2: Learning - it looks like the standard HTM model is using straight Hebbian learning. We know that patient HM learned that way without a hippocampus. Most of us have good one-shot learning. What is it that the hippocampus brings to the party and how do we bring that to the HTM model? I am spending a fair amount of time thinking about this. Good one-shot learning would go a long way towards silencing HTM nay-sayers.
Also - Jeff describes how the brain smoothly resonates with things it recognizes and somehow signals when it is having (neuro) cognitive dissonance. I propose that the reciprocal projections to the RAS (Reticular Activating System) are in an ideal place to gate on more of whatever it is that is causing the fuss in the first place - in essence "to sip from the firehose" and amp up learning and attention.
3: The Executive Function - We talk about the vision, auditory, tactile, and other senses that project to various areas around the edge of the dinner napkin. I propose that the old brain projects to the forebrain much the same way as the sense. The old brain worked fine for lizards; these older structures were good decision makers and pattern drivers. The older brain has always directed activity through much of the evolutionary path - I don't see any reason why it ever would have stopped. It senses the body needs and can project that as a sort of a goal directed sensory projection to the front edge of the napkin. A point to support this assertion - I go back to the proposal that the cortex is the same everywhere; I don't see anything that suggests the cortex does anything but remember and through sequence memory - predict.
4: Local dendrite control of sparsity and synapse maintenance - There is no need to do this through a global function. In a dendrite maintenance phase - metabolism and chemical signaling should be enough to establish spacing, density of connections, and pruning.
5: The H in hierarchy reconsidered: The perceptron was shown to have serious limitation in the book "perceptions." Making it part of a larger system dramatically enhanced its function.
Layers have been the breakthrough that given deep leaning some of its spectacular successes.

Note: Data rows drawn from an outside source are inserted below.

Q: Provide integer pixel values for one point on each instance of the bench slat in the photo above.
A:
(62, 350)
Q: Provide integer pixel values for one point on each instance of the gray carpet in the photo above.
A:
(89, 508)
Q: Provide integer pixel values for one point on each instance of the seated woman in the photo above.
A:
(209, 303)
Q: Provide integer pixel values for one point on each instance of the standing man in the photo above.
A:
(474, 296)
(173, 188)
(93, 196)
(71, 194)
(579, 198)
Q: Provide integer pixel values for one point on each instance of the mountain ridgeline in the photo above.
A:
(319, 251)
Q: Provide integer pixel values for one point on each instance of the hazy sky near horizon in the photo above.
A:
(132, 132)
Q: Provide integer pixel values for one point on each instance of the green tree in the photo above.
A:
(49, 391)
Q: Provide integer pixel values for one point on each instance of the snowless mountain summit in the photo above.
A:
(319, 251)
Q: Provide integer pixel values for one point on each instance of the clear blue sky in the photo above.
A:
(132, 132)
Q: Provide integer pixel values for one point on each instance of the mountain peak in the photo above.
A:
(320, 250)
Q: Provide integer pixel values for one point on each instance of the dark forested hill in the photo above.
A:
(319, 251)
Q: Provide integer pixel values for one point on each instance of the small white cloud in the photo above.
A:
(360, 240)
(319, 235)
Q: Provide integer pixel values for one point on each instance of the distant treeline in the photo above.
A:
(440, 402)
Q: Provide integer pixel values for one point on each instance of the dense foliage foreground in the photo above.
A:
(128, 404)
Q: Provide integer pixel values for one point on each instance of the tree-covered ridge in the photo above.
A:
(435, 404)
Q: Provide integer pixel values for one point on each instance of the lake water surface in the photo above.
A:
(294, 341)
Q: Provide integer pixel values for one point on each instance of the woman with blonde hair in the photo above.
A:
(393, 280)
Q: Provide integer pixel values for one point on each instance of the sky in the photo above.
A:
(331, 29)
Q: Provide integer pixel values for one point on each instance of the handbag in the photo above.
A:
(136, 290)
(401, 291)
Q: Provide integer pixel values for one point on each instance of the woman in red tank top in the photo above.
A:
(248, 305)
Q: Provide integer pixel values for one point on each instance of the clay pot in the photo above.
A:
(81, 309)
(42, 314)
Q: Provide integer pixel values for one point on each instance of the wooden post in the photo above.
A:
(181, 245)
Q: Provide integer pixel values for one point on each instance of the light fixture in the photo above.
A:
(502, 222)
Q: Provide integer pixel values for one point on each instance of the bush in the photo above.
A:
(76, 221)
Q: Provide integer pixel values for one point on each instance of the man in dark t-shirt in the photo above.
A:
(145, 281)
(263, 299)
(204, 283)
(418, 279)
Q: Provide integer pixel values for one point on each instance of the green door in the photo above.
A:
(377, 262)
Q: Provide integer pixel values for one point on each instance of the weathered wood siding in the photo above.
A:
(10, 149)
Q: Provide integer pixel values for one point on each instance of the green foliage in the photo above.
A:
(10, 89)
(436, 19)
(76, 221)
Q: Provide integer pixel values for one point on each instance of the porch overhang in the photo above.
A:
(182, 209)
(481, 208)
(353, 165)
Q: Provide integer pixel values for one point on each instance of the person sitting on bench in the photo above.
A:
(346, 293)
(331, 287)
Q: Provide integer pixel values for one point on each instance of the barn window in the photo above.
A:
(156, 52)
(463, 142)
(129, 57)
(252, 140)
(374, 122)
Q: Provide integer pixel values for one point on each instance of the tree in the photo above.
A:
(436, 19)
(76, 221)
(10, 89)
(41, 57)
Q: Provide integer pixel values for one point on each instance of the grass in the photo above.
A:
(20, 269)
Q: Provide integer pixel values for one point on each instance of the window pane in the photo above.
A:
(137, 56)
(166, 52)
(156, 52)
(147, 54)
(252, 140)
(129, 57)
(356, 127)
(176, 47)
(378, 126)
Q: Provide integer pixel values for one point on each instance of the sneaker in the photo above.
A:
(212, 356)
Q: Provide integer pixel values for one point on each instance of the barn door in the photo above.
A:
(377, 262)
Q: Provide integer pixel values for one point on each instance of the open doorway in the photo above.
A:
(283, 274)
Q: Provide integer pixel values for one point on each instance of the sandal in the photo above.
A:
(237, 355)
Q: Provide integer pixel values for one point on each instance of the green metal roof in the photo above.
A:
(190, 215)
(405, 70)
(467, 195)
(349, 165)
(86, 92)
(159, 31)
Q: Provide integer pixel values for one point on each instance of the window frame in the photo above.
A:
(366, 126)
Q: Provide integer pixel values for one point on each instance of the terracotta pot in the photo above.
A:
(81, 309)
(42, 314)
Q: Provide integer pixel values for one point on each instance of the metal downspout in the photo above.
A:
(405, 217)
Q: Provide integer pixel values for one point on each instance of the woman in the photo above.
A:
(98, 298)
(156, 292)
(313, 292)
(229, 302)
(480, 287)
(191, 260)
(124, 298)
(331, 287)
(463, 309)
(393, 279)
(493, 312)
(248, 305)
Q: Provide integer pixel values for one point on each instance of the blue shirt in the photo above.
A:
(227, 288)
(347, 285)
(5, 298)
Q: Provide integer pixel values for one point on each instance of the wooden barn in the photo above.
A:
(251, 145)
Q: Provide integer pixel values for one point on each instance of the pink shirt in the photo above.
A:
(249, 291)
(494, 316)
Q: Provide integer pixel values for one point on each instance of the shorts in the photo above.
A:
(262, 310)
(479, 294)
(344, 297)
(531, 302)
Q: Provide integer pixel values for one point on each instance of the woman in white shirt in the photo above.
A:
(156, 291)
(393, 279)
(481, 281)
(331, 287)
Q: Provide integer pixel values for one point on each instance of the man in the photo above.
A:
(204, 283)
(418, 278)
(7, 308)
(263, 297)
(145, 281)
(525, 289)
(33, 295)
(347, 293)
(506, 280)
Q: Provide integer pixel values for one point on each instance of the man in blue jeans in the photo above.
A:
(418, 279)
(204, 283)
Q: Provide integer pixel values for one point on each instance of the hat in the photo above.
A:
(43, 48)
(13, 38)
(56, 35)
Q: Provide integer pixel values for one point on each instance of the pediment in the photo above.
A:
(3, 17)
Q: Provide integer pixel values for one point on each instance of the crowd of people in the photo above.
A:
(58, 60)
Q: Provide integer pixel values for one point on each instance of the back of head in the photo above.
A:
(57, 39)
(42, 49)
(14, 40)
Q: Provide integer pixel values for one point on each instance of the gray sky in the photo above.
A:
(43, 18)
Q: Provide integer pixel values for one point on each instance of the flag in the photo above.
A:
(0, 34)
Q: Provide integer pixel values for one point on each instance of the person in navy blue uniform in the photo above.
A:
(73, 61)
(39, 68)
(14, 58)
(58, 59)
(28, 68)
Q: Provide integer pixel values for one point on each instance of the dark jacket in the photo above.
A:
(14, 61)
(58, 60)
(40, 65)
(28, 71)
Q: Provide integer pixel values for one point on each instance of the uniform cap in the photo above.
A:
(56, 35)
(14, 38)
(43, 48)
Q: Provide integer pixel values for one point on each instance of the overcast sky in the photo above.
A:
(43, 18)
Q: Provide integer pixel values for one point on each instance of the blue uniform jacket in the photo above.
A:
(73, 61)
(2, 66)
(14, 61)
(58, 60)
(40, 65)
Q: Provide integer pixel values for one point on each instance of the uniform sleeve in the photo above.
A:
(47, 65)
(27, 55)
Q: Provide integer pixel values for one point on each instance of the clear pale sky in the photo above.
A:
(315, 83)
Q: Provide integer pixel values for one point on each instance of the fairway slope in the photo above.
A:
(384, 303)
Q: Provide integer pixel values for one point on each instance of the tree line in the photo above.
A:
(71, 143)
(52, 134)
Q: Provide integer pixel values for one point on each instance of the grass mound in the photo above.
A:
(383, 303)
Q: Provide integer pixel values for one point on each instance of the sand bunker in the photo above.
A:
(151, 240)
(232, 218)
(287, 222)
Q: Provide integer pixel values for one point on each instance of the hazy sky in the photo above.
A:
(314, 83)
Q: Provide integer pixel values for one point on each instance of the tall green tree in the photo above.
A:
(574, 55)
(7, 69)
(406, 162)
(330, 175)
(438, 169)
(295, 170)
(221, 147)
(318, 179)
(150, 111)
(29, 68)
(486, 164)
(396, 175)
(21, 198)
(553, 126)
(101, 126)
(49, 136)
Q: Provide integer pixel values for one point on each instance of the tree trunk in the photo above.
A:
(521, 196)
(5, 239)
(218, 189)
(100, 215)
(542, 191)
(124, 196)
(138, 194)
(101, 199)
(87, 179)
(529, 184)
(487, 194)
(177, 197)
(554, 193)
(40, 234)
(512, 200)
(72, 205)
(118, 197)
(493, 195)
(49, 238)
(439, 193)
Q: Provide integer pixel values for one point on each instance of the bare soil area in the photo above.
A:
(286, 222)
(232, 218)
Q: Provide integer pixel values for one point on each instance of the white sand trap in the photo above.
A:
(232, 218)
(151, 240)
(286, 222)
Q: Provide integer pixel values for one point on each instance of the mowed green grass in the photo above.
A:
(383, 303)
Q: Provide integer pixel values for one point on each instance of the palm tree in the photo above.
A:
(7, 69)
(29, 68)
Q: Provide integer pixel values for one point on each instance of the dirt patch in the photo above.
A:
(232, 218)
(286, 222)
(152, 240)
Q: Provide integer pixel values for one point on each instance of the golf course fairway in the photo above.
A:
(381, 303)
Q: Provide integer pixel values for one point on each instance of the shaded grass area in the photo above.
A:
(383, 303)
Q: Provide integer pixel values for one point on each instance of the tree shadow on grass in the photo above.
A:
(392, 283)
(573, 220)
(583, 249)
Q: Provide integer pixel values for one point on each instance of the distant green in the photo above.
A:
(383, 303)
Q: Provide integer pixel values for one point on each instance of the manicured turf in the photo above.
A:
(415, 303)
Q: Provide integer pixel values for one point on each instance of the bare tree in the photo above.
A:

In much the same way - when I am reading through some of the details of the current implementations it seems to me that there is some tweaking to make it work that would not be needed if more consideration was given to layers of interacting maps. The "filling in" / auto-completion function that are a large part of the consideration of authors like Calvin and Marr are a natural thing if you have a functioning hierarchy.
I have some more ideas but I am curious to see what people think of the items I have put out here.